Changes To Council Tax Rules Adds Costs For Landlords

UK Landlords are no doubt aware that local authorities have the discretion to charge full Council Tax on empty properties from 1st April 2013.

The changes affect all rental properties that previously would have been automatically exempt from charges, including all empty furnished and unfurnished properties available for rent.

Landlords with properties that are empty because of building work also lose the right for council tax exemption, as many local authorities have decided to charge the full amount from the first day that the property is empty.

These are the exact changes:

  1. Exemption class C (properties that are empty and unfurnished for up to six months) has been abolished and each council can decide whether to award a local discount in its place
  2. Councils can decide to charge an additional premium of up to 50% on homes that have been empty and unfurnished for two years or more
  3. Exemption class A (properties requiring or undergoing major repairs for up to 12 months) has been abolished and each council can decide whether to award a local discount in its place
  4. The minimum discount that councils can give for furnished homes that are no one’s ‘sole or main residence’ – i.e. second homes and unoccupied furnished lets – has been reduced from 10% to 0%.

Different local authorities may vary in their approach to charging landlords, some are charging landlords with empty properties the full Council Tax from day one, while others are allowing a short ‘grace’ period of perhaps a month and then either levying the full Council Tax or a proportion of it for the next five months.
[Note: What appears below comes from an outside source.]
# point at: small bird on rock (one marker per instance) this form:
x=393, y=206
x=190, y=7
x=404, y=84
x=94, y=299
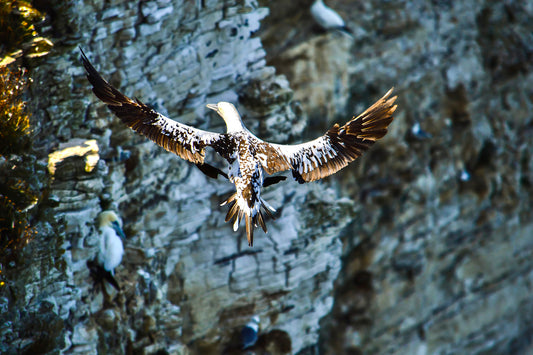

Southwark Council in London is allowing empty, unfurnished properties to be exempt for two months, after which the full charge is applied. However, there is no exemption at all for empty, furnished rental properties. On properties empty for two years or more, it will charge an additional premium of 50%.

Spelthorne Council is giving a one-month exemption to empty, unfurnished rental properties, and then giving a 50% discount in month two, followed by a 25% discount in month three, followed by no discount. This local authority will also be charging 150% Council Tax on properties empty for over two years.

Information as to what each local authority has decided should be clearly displayed on their own individual council websites.

All local authorities will have to be notified promptly about empty rental properties, which could mean having to notify the council of an empty rental property on the day that tenants move out, even if it is going to be vacant just a very short while.

There has been speculation in the national media that some PRS landlords will raise their rental prices as a result.

Landlords will also have the problem of dealing with tenants who leave the rental property before the end of their notice period. Previously, tenants would have remained liable for Council Tax until the official end of their tenancy or until the rental property is let again, but these tenants are now excused Council Tax.

This has not mattered until now, because of the automatic exemption: however, it could mean that the landlord now has to pick up the Council Tax bill immediately.

Some local authorities are also taking a cumulative approach to empty rental properties, so that if granting an initial one-month exemption, the local authority may add up short periods of vacancy and bill the landlord for rental property that may have only been empty for just a few weeks within a year.

Landlords may wish to take a more pragmatic approach to rent if they are faced with paying Council Tax on an empty rental property. It may be better to lower the rent and offer rent guarantee insurance to incentivise tenants to move in quickly.

If buy to let landlords are using a lettings or property management agent, it is important to discuss the issue of Council Tax liability with them, not least because of the cost implications and the importance of marketing properties efficiently before they become vacant.

Lettings and property management agents should be up to speed on all the changes that affect Council Tax within their local authority area. Landlords should also make sure that the agent takes responsibility for ensuring that the local authority is informed when a rental property becomes empty.